The CARD-CC protein family is defined by an evolutionary conserved "caspase activation and recruitment domain" (CARD) and a coiled-coil (CC) domain.[1][2] Coiled-coils (CC) act as oligomerization domains for many proteins such as structural and motor proteins, and transcription factors. This means that monomers are converted to macromolecular complexes by polymerization.[3] In humans and other jawed vertebrates, the family consists of CARD9 and the three "CARD-containing MAGUK protein" (CARMA)[4] proteins CARD11 (CARMA1), CARD14 (CARMA2) and CARD10 (CARMA3). Although the MAGUK protein DLG5 contains both a CARD domain and a CC domain, it does not belong to the same family as the CARD-CC proteins since the evolutionary origin of its CARD domain is very likely to be different.[5]
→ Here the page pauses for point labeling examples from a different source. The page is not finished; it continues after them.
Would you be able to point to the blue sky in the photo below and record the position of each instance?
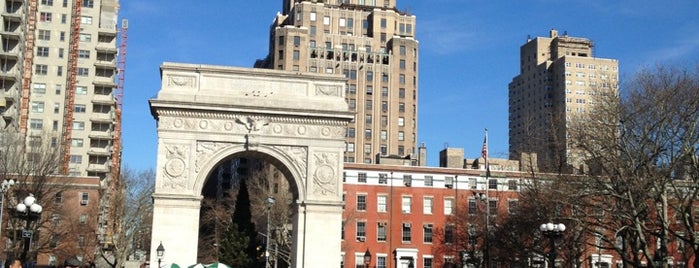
(469, 52)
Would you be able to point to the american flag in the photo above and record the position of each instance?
(484, 151)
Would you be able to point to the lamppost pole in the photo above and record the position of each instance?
(4, 187)
(29, 211)
(552, 231)
(269, 202)
(160, 251)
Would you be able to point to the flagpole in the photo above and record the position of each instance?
(487, 201)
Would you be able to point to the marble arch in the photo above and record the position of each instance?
(207, 113)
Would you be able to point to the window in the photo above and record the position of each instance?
(39, 88)
(381, 231)
(41, 69)
(380, 261)
(78, 125)
(512, 185)
(428, 180)
(427, 233)
(427, 262)
(83, 54)
(406, 237)
(45, 16)
(77, 142)
(448, 206)
(80, 108)
(83, 71)
(512, 206)
(361, 229)
(407, 180)
(85, 37)
(37, 106)
(36, 124)
(406, 204)
(449, 233)
(383, 178)
(449, 181)
(76, 159)
(81, 90)
(427, 205)
(84, 198)
(86, 20)
(493, 184)
(361, 177)
(44, 35)
(42, 51)
(361, 202)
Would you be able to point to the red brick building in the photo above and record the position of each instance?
(394, 212)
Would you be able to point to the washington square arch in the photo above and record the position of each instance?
(207, 114)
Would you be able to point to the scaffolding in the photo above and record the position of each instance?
(27, 67)
(70, 85)
(118, 96)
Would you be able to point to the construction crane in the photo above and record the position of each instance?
(27, 67)
(70, 84)
(118, 97)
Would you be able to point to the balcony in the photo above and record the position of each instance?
(102, 168)
(104, 81)
(100, 151)
(106, 47)
(10, 74)
(102, 135)
(105, 64)
(101, 117)
(103, 99)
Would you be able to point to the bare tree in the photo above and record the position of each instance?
(641, 147)
(132, 210)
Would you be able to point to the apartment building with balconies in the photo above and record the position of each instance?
(371, 43)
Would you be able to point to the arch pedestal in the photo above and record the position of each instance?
(207, 114)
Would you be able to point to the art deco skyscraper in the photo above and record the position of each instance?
(370, 42)
(558, 81)
(58, 75)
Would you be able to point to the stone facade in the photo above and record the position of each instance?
(207, 114)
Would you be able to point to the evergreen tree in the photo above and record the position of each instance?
(239, 245)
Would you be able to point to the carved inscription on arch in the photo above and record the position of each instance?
(325, 174)
(175, 168)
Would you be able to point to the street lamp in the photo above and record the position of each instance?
(486, 250)
(29, 211)
(552, 231)
(160, 251)
(4, 187)
(367, 258)
(269, 202)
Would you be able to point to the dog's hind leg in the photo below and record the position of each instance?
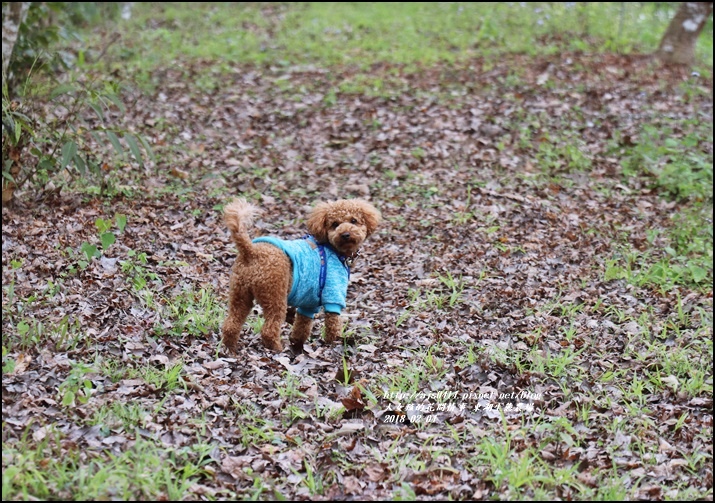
(239, 307)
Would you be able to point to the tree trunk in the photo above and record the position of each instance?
(678, 43)
(13, 14)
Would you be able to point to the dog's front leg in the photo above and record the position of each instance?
(333, 327)
(301, 332)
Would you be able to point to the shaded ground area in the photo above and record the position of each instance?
(517, 255)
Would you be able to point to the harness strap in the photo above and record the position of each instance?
(324, 264)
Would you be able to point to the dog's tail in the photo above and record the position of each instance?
(238, 216)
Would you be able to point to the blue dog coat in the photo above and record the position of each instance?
(320, 275)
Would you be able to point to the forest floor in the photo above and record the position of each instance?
(533, 319)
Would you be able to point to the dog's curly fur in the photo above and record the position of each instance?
(263, 272)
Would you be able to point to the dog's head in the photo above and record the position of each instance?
(344, 224)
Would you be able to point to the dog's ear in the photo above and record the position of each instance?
(318, 222)
(370, 214)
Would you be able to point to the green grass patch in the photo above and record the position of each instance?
(339, 33)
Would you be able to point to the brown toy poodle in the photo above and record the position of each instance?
(305, 274)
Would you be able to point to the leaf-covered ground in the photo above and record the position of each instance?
(517, 328)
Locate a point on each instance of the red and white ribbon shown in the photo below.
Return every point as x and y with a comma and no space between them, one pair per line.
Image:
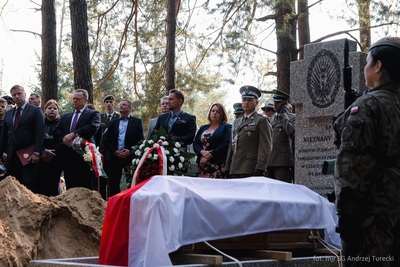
162,162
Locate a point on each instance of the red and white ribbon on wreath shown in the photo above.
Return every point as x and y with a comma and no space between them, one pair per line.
162,162
95,164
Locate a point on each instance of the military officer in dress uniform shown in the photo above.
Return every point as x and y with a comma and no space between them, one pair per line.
238,110
251,143
281,162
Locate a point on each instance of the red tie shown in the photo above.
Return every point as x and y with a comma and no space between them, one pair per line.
17,116
74,121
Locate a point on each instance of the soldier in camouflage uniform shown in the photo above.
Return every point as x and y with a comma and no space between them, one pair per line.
367,171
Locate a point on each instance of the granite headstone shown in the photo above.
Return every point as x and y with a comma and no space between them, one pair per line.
316,86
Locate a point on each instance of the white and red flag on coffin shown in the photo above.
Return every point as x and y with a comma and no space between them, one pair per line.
144,224
115,235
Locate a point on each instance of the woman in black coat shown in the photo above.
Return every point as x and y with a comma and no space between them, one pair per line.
49,170
211,143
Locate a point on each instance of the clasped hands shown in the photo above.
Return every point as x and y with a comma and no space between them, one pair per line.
205,156
122,153
68,139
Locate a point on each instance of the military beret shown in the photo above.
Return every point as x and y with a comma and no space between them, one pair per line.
109,97
279,96
249,91
237,108
387,41
268,106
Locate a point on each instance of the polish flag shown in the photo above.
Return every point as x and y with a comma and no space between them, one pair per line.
143,224
115,235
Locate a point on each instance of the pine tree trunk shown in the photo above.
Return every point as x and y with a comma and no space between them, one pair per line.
170,53
286,42
49,52
80,47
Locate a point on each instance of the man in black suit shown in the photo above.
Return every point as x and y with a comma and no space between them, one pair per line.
119,139
177,122
81,122
23,127
105,119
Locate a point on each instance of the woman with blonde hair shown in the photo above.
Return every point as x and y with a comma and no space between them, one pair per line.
49,172
211,143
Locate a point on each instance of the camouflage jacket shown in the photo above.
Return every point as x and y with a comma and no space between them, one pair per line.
367,171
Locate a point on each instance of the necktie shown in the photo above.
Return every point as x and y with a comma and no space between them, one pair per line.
171,122
76,115
17,117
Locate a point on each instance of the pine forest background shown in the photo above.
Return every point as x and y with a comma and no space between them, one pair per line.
138,50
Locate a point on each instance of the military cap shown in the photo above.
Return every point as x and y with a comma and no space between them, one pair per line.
249,91
109,97
279,96
387,41
237,108
268,106
9,100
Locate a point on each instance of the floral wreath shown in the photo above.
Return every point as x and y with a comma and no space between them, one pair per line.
161,155
90,153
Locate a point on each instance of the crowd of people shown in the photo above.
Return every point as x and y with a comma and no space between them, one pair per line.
37,145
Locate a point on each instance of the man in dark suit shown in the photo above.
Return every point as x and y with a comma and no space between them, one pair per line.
251,143
81,122
177,122
105,119
23,127
120,137
164,103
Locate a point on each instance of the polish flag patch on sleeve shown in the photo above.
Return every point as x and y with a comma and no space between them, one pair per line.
354,110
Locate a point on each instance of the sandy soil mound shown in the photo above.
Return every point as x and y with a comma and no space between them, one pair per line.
37,227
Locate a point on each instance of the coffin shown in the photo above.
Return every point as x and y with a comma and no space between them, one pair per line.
166,213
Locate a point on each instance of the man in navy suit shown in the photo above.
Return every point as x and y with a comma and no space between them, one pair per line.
81,122
120,137
20,131
177,122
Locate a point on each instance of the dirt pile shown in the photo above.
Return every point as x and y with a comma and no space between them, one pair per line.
37,227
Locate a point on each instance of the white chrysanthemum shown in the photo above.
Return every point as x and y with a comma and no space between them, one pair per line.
87,157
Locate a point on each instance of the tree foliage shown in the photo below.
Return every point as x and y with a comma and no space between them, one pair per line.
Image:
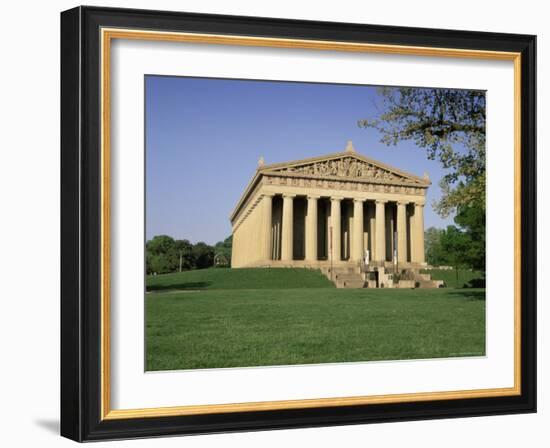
450,125
461,245
164,254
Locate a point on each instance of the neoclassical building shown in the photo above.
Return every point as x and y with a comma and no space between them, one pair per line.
341,209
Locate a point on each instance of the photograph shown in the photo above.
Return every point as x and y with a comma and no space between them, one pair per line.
293,223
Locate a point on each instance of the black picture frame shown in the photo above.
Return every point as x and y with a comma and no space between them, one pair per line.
81,224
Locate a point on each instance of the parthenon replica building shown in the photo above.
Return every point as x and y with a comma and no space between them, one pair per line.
338,210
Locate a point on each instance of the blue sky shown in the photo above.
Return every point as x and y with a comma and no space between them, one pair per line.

Graphical overview of the protein domains n the CARD-CC family members
CARD-CC protein family structure

Evolution and species distribution

The protein family is ancient and can be found as far back as Cnidaria, but has almost exclusively been studied in humans and mice. Notably, the protein family is absent in insects and nematodes, which makes it impossible to study its function in the most popular invertebrate model organisms (Drosophila and C. elegans). Invertebrates only have a CARD9-like ancestral CARD-CC member, and the earliest occurrence of a CARD-CC member with the CARMA domain composition is in the jawless vertebrate hagfish. Already in sharks are all four CARD-CC family members present, indicating that the 3 distinct CARMA CARD-CC family members were formed by two duplication events just before or very early in the jawed vertebrate evolution, almost half a billion years ago. The four CARD-CC ohnologous members in mice and humans differ in expression domains, where CARD9 is mostly expressed in myelocytes, CARD11 in lymphocytes, while CARD10 and CARD14 are mostly expressed in non-haematopoetic cells. This gene expression differentiation between the four CARD-CC family members conserved at least as far back as frogs (Xenopus tropicalis) and fish (Danio rerio),[6] indicating that the four CARD-CC family members have had distinct functions since early jawed vertebrate evolution.

Functions

A common theme for all four CARD-CC family proteins in mice and humans is that they are activated by different protein kinase C isoforms,[7] and recruit BCL10 and the paracaspase MALT1 upon activation, forming a so-called CBM complex. There are four different CBM complexes, defined by which CARD-CC family member that is responsible for its assembly: CBM-9 (CARD9), CBM-1 (CARD11/CARMA1), CBM-2 (CARD14/CARMA2) and CBM-3 (CARD10/CARMA3).[8] CBM complex assembly results in recruitment of TRAF6 to MALT1 and downstream activation of NF-κB transcriptional activity and expression of pro-inflammatory cytokines. The different CARD-CC family members show different expression pattern and gain- or loss of function mutation in the different CARD-CC family proteins cause different phenotypes.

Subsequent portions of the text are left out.